What if they played a basketball playoff game and nobody came?
That was the situation the Yeshiva University’s men’s basketball team found itself in Saturday night.
The 29-1 Maccabees, winners of the 2020 Skyline Conference championship, played a second-round NCAA Division III playoff game against Penn State Harrisburg in the Goldfarb Gymnasium of Johns Hopkins University. The gym seats 1,100 fans, but the NCAA, bowing to caution over the coronavirus disease, ruled that the game be played with no one in the stands.
So the Macs won, 102-83, in front of a handful of officials and reporters.

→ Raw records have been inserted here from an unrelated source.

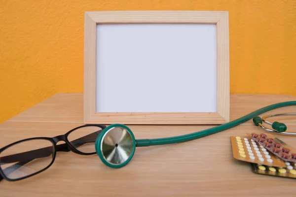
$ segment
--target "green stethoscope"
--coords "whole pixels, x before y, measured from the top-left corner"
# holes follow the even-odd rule
[[[266,121],[266,119],[271,117],[271,116],[276,116],[283,114],[291,115],[292,114],[274,114],[268,117],[265,116],[262,119],[257,116],[268,111],[292,105],[296,105],[296,101],[283,102],[269,105],[229,123],[200,131],[161,138],[136,139],[131,130],[126,126],[119,124],[113,124],[107,127],[97,137],[95,145],[96,151],[103,163],[107,166],[119,168],[126,165],[132,159],[136,147],[169,144],[196,139],[237,126],[253,117],[255,125],[260,127],[265,131],[283,134],[296,134],[296,133],[287,133],[287,127],[283,123],[275,122],[272,124]],[[274,130],[270,130],[263,126],[263,122],[272,125]]]

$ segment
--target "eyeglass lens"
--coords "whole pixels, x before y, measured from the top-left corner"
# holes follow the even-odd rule
[[[14,144],[0,153],[0,167],[13,180],[45,168],[51,163],[54,147],[46,139],[31,139]]]
[[[96,126],[81,127],[71,132],[68,139],[78,151],[84,153],[94,153],[96,139],[101,130],[101,128]]]

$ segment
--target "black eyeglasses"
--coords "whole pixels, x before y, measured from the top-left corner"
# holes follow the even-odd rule
[[[57,151],[70,151],[84,155],[96,154],[95,142],[106,128],[87,125],[54,137],[34,137],[10,144],[0,149],[0,181],[15,181],[35,175],[49,168]],[[64,141],[66,143],[57,145]]]

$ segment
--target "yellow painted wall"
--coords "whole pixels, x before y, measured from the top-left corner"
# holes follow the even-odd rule
[[[0,122],[82,92],[84,12],[229,11],[231,93],[296,96],[296,0],[0,0]]]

A day earlier the team beat Worcester Polytechnic Institute, 102-78, also in an empty gym, in what was believed to be the first sporting event in this country to take place without fans as a coronavirus precaution.
This, after the hotel in suburban Baltimore had cancelled the reservations of the team after it was announced that a few YU students (not on the team) had tested positive for the disease. The team was able to find alternative accommodations in a hotel in downtown Baltimore.
Playing in an empty, quiet gym did not affect the players’ concentration,” coach Elliot Steinmetz told The Jewish Week. “Once the game started, we were pretty focused” on the competition.
Players’ parents and other fans who traveled to Baltimore watched the games live-streamed in their hotel rooms.
With the Penn State Harrisburg victory, YU reached the Sweet 16 round of the Division III playoffs for the first time ever.
The games with PSH and WPI featured pre-game fist-bumps instead of the customary hand slaps during player introductions.
The next game of the Macs, who cracked Division III’s Top 25 for the first time this season, is against Randolph-Macon College, Friday at 2 p.m., in Ashland, Va. Randolph-Macon is third-ranked in Division III. According to the 5dimes.eu betting line website, YU is a 7.5-point favorite.
In Baltimore last week, the Macs faced the “problem” of finishing their game in time to shower afterwards and get back to their hotel in time for Shabbat. They will face the same Friday afternoon situation in Ashland this week. And next week, if they advance to the next playoff round.
“We’re happy,” Steinmetz said, “to have that problem constantly.”